A search function allows to generate a subset out of a big number of items based on a user defined pattern. It can usually be applied to various sources and has several options for fine-tuning. Often search results needs further refinement by a filter.
Supplemental to search the filter function reduces the number of items. This operation works on the current list only and does not generate a new output. Filtering should always be instantaneous and must not interrupt the workflow. It makes sense to discriminate between a static filter that is part of the navigation and always shown, and a dynamic filter used for the current workflow.
Similar to filtering the operation might be used to highlight information. This preselection is a common feature in text processing and used to locate a particular piece of information without concealing the surrounding.
|Use case for filter vs. search|
| Jane has Dolphin open in her Documents folder. Let's say Jane has ~100 miscellaneous files there that have built up over the years. Jane also has under Documents several more structured folders with oodles of files as well for different projects over the years, travel expense reports and receipts. Jane thinks that the file she's looking for is one of those ~100 miscellaneous files because that where she typically put documents that aren't project or travel expense related.
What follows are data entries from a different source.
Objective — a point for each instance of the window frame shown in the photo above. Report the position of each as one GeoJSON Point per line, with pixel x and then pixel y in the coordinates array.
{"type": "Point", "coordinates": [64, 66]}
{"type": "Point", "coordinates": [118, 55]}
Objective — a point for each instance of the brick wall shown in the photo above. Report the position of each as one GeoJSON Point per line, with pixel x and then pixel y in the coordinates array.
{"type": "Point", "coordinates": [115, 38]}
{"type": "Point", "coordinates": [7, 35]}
She thinks the filename starts with "sta" but isn't sure. So she opens the filter function on Dolphin and types "sta". What she expects is that out of ~100 files Dolphin shows in the Documents folder, some subset will be displayed with filenames starting with or containing "sta". She just wants to reduce the set of data that was already *visible* in Dolphin. She chose filter instead of search because she doesn't care about the 200 or so files in the Documents/Littlesburg Train Station project folder and its subfolders with "sta" in their filename.
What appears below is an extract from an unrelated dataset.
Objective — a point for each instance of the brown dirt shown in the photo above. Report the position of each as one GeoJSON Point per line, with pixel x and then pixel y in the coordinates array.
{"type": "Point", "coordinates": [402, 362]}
She's essentially just restricting her search to what is currently *visible* and not trying to recursively search the contents of the currently displayed Documents folder. She's still conceptually searching. But how she's searching, even in the current folder, is quite different.
The example is based on KMail. To have both the static and dynamic filter in one application (which is not recommendable) the list of accounts can be reduced to a particular item. Combo boxes are enhanced by a checkbox list together with a caption that shows the selected items or, in case of not enough space, the number of selected items. The tooltipp lists all selections. The search dialog makes use of a dual list pattern.